The Associated Press has done some real shoe-leather reporting in the NYPD’s Intelligence Division. It’s a very long article that raises a great many questions. Some of the issues don’t concern me very much. I don’t think the counterterrorism cooperation with the CIA has crossed any meaningful lines, for example, although someone probably ought to codify the payroll issues. I also have no problem with an aggressive program of informant recruitment. I am a little more concerned about jurisdictional issues, but that gets into a broader issue I’ll get to in a moment.
The most obvious problem is the NYPD’s use of mosque-crawlers. It sounds like they have infiltrated every mosque within 100 miles of New York City, and they don’t wait for evidence of a threat. This goes beyond what the FBI feels is legal, and the FBI will not accept leads developed from the NYPD’s mosque-crawlers. The NYPD also uses crawlers in cafes and coffee shops, which strikes me as questionable, but not quite as stark as indiscriminately interfering with Muslims’ First Amendment right to practice their religion.
The second most obvious problem is that no one wants to know what the NYPD is doing. The City Council has never held hearings. Congress gives them a free hand. It appears to me that there is a silent consensus among elected officials that they want the NYPD to do whatever it takes to keep New York City safe, and they do not want the responsibility of holding them to some legal or constitutional standard.
According the the AP’s reporting, the NYPD brought a senior CIA official in to run their Intelligence Division in early 2002, and he set the department up to work like the CIA.
David Cohen arrived at the New York Police Department in January 2002, just weeks after the last fires had been extinguished at the debris field that had been the twin towers. A retired 35-year veteran of the CIA, Cohen became the police department’s first civilian intelligence chief.

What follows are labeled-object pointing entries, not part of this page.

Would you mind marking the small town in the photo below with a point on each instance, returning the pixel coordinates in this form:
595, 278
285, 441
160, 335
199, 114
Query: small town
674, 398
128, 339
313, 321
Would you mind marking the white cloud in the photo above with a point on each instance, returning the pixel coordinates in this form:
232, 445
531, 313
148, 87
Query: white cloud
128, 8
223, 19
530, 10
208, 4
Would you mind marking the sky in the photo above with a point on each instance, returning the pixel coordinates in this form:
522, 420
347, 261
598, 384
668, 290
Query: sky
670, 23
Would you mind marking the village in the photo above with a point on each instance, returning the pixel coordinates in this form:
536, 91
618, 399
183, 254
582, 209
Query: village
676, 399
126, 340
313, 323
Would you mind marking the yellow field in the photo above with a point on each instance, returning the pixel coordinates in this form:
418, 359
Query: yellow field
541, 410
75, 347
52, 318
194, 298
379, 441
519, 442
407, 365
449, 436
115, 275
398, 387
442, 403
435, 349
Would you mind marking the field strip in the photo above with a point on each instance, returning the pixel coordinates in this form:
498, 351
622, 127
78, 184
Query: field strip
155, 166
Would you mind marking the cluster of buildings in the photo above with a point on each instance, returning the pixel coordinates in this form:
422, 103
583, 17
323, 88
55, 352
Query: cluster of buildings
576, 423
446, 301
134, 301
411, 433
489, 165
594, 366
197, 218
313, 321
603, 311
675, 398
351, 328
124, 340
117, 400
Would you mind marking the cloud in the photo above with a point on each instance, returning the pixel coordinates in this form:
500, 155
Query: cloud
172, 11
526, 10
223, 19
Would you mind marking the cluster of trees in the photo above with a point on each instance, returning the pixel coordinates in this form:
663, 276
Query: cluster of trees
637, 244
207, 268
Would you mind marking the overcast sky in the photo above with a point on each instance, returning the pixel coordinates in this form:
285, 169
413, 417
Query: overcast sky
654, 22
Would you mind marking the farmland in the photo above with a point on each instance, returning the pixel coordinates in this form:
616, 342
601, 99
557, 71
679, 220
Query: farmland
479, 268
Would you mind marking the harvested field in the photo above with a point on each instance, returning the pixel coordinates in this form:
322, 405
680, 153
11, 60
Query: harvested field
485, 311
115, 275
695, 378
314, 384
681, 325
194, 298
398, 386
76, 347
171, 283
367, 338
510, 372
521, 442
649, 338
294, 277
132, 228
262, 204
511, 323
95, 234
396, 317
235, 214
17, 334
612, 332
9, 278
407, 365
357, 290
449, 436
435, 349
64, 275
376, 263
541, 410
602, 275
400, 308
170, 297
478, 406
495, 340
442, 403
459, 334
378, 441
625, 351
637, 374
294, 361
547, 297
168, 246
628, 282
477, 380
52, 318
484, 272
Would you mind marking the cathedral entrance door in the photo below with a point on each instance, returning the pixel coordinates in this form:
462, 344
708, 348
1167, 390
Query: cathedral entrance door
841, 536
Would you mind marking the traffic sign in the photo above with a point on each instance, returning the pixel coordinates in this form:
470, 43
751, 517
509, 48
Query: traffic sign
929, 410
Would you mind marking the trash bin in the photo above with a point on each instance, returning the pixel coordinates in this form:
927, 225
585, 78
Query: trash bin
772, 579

Cohen had an exceptional career at the CIA, rising to lead both the agency’s analytical and operational divisions. He also was an extraordinarily divisive figure, a man whose sharp tongue and supreme confidence in his own abilities gave him a reputation as arrogant. Cohen’s tenure as head of CIA operations, the nation’s top spy, was so contentious that in 1997, The New York Times editorial page took the unusual step of calling for his ouster.
He had no police experience. He had never defended a city from an attack. But New York wasn’t looking for a cop.
“Post-9/11, we needed someone in there who knew how to really gather intelligence,” said John Cutter, a retired NYPD official who served as one of Cohen’s top uniformed officers.
At the time, the intelligence division was best known for driving dignitaries around the city. Cohen envisioned a unit that would analyze intelligence, run undercover operations and cultivate a network of informants. In short, he wanted New York to have its own version of the CIA…
…
“It’s like starting the CIA over in the post-9/11 world,” Cohen said in “Protecting the City,” a laudatory 2009 book about the NYPD. “What would you do if you could begin it all over again? Hah. This is what you would do.”
This is rather obviously problematic. If we wanted CIA-style tactics used on our own citizens, we wouldn’t ban the CIA from operating domestically. If we wanted the FBI to behave this way, we wouldn’t have the rules and regulations for how FBI operates.
I hope this article isn’t forgotten by the time Congress gets back from its recess. What I think is needed is a real reassessment of how we want to handle domestic security for New York, and for the whole country, too. There are too many blurry lines right now. The NYPD is probably far more capable than the FBI in doing domestic security within the city because of their diverse and indigenous workforce. But maybe the NYPD Intelligence Division’s expertise should be folded into the FBI. The CIA’s role should be defined, too. And Congress needs to provide more specific guidance about what is and is not permissible surveillance.
Protecting New York City is a daunting challenge, and I think we all want to be aggressive. But we can’t have the NYPD running rogue operations with no oversight whatsoever. If it wasn’t a problem, the AP wouldn’t have had so much cooperation in their reporting. After the trauma of 9/11, it’s understandable that the country went a little insane for a while and the people responsible for protecting us went overboard. I think that the 10-year anniversary is a good time to begin cleaning things up organizationally and constitutionally. The Intelligence Committees in Congress should get to work in September on a solution to this mess.